In the metaverse that is the blockchain, there is a massive learning curve when it comes to understanding the terminology and basic building blocks.
The language spoken on the blockchain is so different from that of Wall Street and retail stock investors and can be difficult to understand.
This is because blockchain is basically just extremely complicated computer code and the value proposition is the parameters of that particular code. Some blockchain projects try to decentralize finance and or even money itself. Others try to help artists continue to earn money from their work through NFTs. The list of potential uses for the technology is seemingly endless, even if many of these projects remain small or largely speculative.
But let’s ignore some of those side projects and focus on some of the original projects, mineable coins that serve as a medium of exchange.

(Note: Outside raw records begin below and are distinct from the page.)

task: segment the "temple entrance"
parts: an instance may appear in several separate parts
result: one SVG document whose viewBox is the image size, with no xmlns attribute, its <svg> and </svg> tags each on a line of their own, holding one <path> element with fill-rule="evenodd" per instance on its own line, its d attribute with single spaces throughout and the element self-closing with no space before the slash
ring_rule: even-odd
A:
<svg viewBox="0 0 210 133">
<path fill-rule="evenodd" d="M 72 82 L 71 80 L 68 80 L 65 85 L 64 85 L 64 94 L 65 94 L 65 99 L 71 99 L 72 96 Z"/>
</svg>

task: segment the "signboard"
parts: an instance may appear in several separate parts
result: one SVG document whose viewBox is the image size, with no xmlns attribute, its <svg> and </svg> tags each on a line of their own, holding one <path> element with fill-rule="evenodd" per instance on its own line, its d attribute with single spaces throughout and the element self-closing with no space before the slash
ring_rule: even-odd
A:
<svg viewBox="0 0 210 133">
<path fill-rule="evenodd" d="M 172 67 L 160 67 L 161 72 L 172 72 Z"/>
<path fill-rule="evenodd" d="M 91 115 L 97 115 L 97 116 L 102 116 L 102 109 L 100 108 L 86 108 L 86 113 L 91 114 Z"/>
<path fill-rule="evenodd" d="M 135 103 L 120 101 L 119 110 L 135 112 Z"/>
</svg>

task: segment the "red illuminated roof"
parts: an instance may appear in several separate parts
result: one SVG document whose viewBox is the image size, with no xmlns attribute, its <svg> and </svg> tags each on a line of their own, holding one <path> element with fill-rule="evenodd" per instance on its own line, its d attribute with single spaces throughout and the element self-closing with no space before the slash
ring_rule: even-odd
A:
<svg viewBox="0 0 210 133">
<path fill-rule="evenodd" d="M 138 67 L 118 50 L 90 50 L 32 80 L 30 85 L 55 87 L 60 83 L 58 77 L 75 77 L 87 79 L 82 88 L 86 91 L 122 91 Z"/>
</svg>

When investing in the likes of Bitcoin or Ethereum, you aren’t investing in a startup that is popular but not profitable - on the theory that the likes of Palantir (PLTR) or Uber (UBER) will figure out how to monetize the business - but rather that the service provided by the code will have enough utility to consumers that the offer of new coins is enticing enough that people will invest, either in mining machines, or the crypto itself.

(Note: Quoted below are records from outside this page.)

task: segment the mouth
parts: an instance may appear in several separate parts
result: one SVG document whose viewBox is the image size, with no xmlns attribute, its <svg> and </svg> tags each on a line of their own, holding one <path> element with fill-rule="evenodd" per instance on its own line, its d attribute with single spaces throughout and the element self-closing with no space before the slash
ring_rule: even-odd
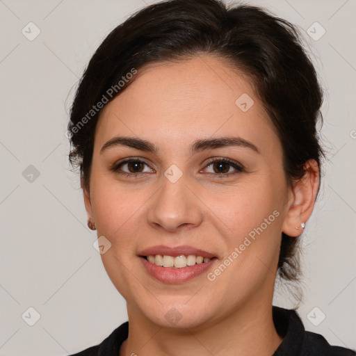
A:
<svg viewBox="0 0 356 356">
<path fill-rule="evenodd" d="M 155 246 L 138 257 L 149 275 L 165 283 L 179 284 L 202 275 L 218 260 L 211 253 L 191 246 Z"/>
<path fill-rule="evenodd" d="M 195 256 L 194 254 L 180 254 L 179 256 L 167 256 L 166 254 L 156 254 L 149 256 L 141 256 L 150 264 L 155 264 L 159 267 L 165 268 L 184 268 L 195 266 L 195 264 L 207 264 L 209 261 L 216 257 L 209 258 L 202 256 Z"/>
</svg>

To understand what that actually means, you have to understand the difference between the classic Proof of Work model popularized by Bitcoin and the newer, more scalable Proof of Stake model that is being adopted for the Ethereum 2.0 update.
Proof of Work
The Proof of Work (PoW) model is the most widely used and longest-standing method of validation for blockchain applications.
Under the PoW model, an extremely difficult mathematical equation is released to the miners, who race amongst themselves to solve the equation the fastest. The equation is actually so difficult, that it is more efficient for the miner’s computers to guess random answers than to attempt to solve it. And, the longer it takes to be solved, the longer the transaction takes to complete.

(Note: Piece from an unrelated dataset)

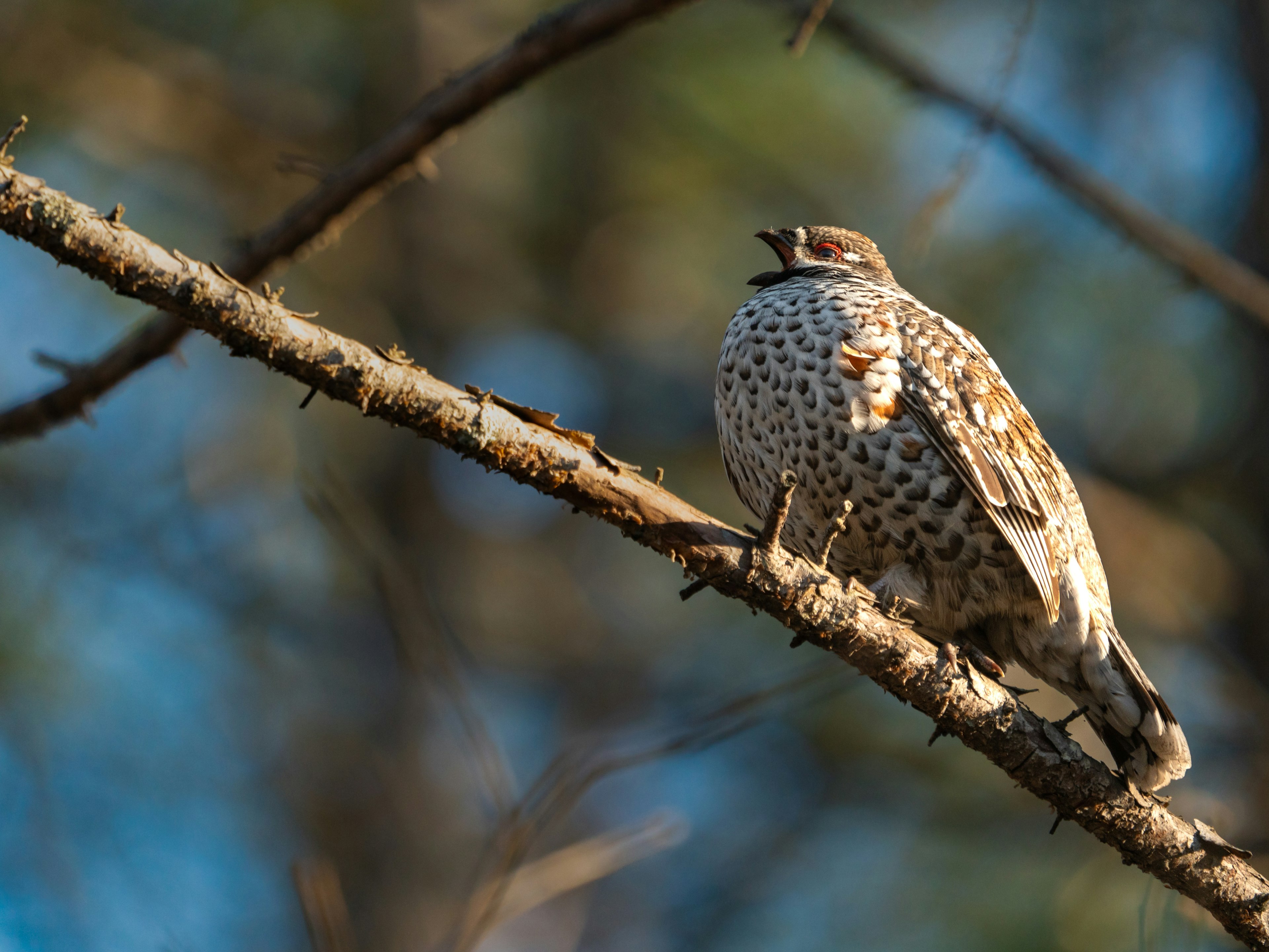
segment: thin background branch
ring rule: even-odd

After the answer is arrived at, the node (the individual computer owned by the miner) verifies the answer with every other node on the blockchain. After 51% of the computers verify that the answer is correct, a block (transaction) is added to the blockchain (ledger) and the miner gets compensated in new Bitcoins (or other mineable PoW cryptocurrencies) for their troubles.
This verification step is where cryptos like Bitcoin derive their security, as someone would have to control 51% of the mining capacity in order to validate false transactions. This makes Bitcoin hackable on paper but makes it a very difficult in practice.
The PoW model, while it does great for security, is actually terrible for the environment as it incentivizes more and more power use. The more computing power held by a miner, the more they make. So the environmental impact worsens every year as larger warehouses are built, filled, and powered.
Further, this allows companies to benefit from economies of scale and push smaller mining operations out of the space as they grow at a faster rate and continue to take up a bigger share of the market with every transaction.
As this happens, the approval of transactions goes from a very decentralized process to a highly centralized one as large mining companies continue to be incentivized to pool their resources together to get a better hash rate. Basically, that just means companies combining their mining resources to increase the number of mathematical guesses their equipment can spit out per second. This helps them continue to out-earn other miners and can be used to estimate how many Bitcoins they will be able to mine with their current equipment.
Proof of Stake
So with PoW appearing to limit scalability while the incentive to mine decreases over time, weakening the security of that blockchain through centralization, Proof of Stake (PoS) models have been proposed as an environmentally and digitally safe alternative to PoW models.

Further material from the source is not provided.